Retailer understands that PrintSprout may, in the course of delivering the Service:
- transmit or distribute Retailer Data across various public or private networks and formats; and
- make technical adjustments to Retailer Data as necessary to ensure compatibility across devices, networks, and platforms.
The Retailer confirms that it has all necessary rights, permissions, and authority to grant the Content License and that PrintSprout’s use of the Retailer Data in accordance with this Agreement will not violate the rights of any third party.
Content Responsibilities
The Retailer is solely responsible for all content it submits through the Platform and for ensuring that all Retailer Data complies with applicable laws and this Agreement. Specifically, the Retailer agrees to:
- maintain the accuracy, quality, legality, and appropriateness of all Retailer Data;
- use reasonable efforts to prevent unauthorized access to or use of the Platform and notify PrintSprout promptly of any known unauthorized activity; and
- comply with all applicable laws and regulations in connection with its use of the Service and handling of Personal Data.
Pattern Data
“Pattern Data” refers to aggregated, non-personally identifiable data generated through the use of the Platform. This may include but is not limited to conversion rates, usage trends, location-based statistics, and demographic insights. Pattern Data does not identify any specific Retailer, customer, or business contract. As between the parties, all rights to Pattern Data are owned by PrintSprout, and PrintSprout may use such data for any purpose, including improving the Platform and Services.
Suggestions
If the Retailer provides any suggestions, feedback, enhancement requests, or recommendations regarding the Service, PrintSprout shall have a perpetual, irrevocable, royalty-free, transferable, and sublicensable license to use or incorporate that feedback into its products, services, or business operations without obligation or compensation to the Retailer.

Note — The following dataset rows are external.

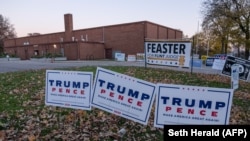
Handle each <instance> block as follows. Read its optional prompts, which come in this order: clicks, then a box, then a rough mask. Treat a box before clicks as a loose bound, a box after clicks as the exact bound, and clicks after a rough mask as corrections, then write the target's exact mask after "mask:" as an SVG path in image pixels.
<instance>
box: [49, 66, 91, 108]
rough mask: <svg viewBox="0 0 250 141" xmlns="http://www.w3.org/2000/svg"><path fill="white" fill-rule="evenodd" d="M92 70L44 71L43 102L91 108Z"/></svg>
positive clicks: (50, 104) (55, 104)
mask: <svg viewBox="0 0 250 141" xmlns="http://www.w3.org/2000/svg"><path fill="white" fill-rule="evenodd" d="M92 80H93V73H92V72H78V71H60V70H47V71H46V90H45V91H46V92H45V93H46V94H45V104H46V105H52V106H59V107H67V108H74V109H83V110H91V106H90V100H91V92H92V91H91V90H92Z"/></svg>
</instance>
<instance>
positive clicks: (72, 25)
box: [64, 14, 73, 41]
mask: <svg viewBox="0 0 250 141" xmlns="http://www.w3.org/2000/svg"><path fill="white" fill-rule="evenodd" d="M64 26H65V40H66V41H71V35H72V31H73V18H72V14H64Z"/></svg>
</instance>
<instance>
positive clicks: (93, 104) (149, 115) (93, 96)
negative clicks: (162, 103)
mask: <svg viewBox="0 0 250 141" xmlns="http://www.w3.org/2000/svg"><path fill="white" fill-rule="evenodd" d="M95 76H96V77H95V81H94V87H93V95H92V101H91V104H92V106H93V107H97V108H99V109H102V110H104V111H107V112H109V113H112V114H116V115H118V116H121V117H124V118H127V119H130V120H133V121H135V122H138V123H141V124H144V125H147V122H148V119H149V116H150V111H151V108H152V104H153V101H154V97H155V89H156V88H155V87H156V85H155V84H153V83H150V82H147V81H144V80H140V79H136V78H134V77H130V76H127V75H124V74H120V73H117V72H114V71H111V70H107V69H103V68H100V67H98V68H97V71H96V75H95Z"/></svg>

Copyright and Trademark Information
Except for Retailer Data, all content, software, tools, branding, and materials made available through the PrintSprout Platform are the intellectual property of PrintSprout and its licensors. These materials are protected under applicable copyright, trademark, and other intellectual property laws. All product names, logos, and branding associated with PrintSprout are trademarks or registered trademarks of PrintSprout.

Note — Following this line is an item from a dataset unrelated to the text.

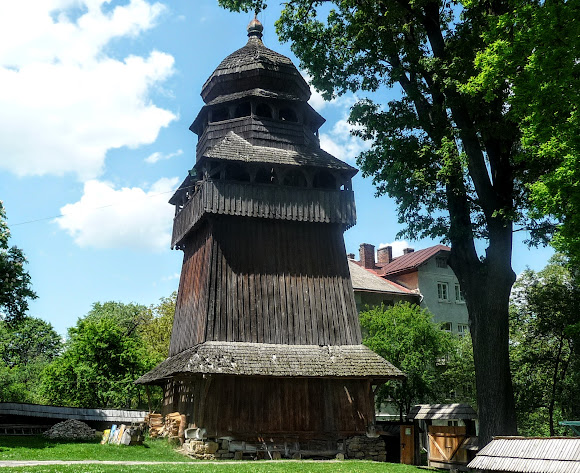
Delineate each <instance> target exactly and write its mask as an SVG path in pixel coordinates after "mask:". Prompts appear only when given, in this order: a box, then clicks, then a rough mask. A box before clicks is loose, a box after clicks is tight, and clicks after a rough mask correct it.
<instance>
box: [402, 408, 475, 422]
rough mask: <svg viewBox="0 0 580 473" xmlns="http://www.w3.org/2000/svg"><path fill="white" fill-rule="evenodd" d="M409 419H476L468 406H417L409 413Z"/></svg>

Nothing in this Agreement or on the Platform shall be construed as granting any license or right to use PrintSprout's intellectual property, by implication or otherwise, except:
- as expressly permitted in this Agreement; or
- with prior written authorization from PrintSprout.
The Retailer agrees not to bypass, override, or attempt to circumvent any access restrictions, usage rules, or limitations set forth by PrintSprout.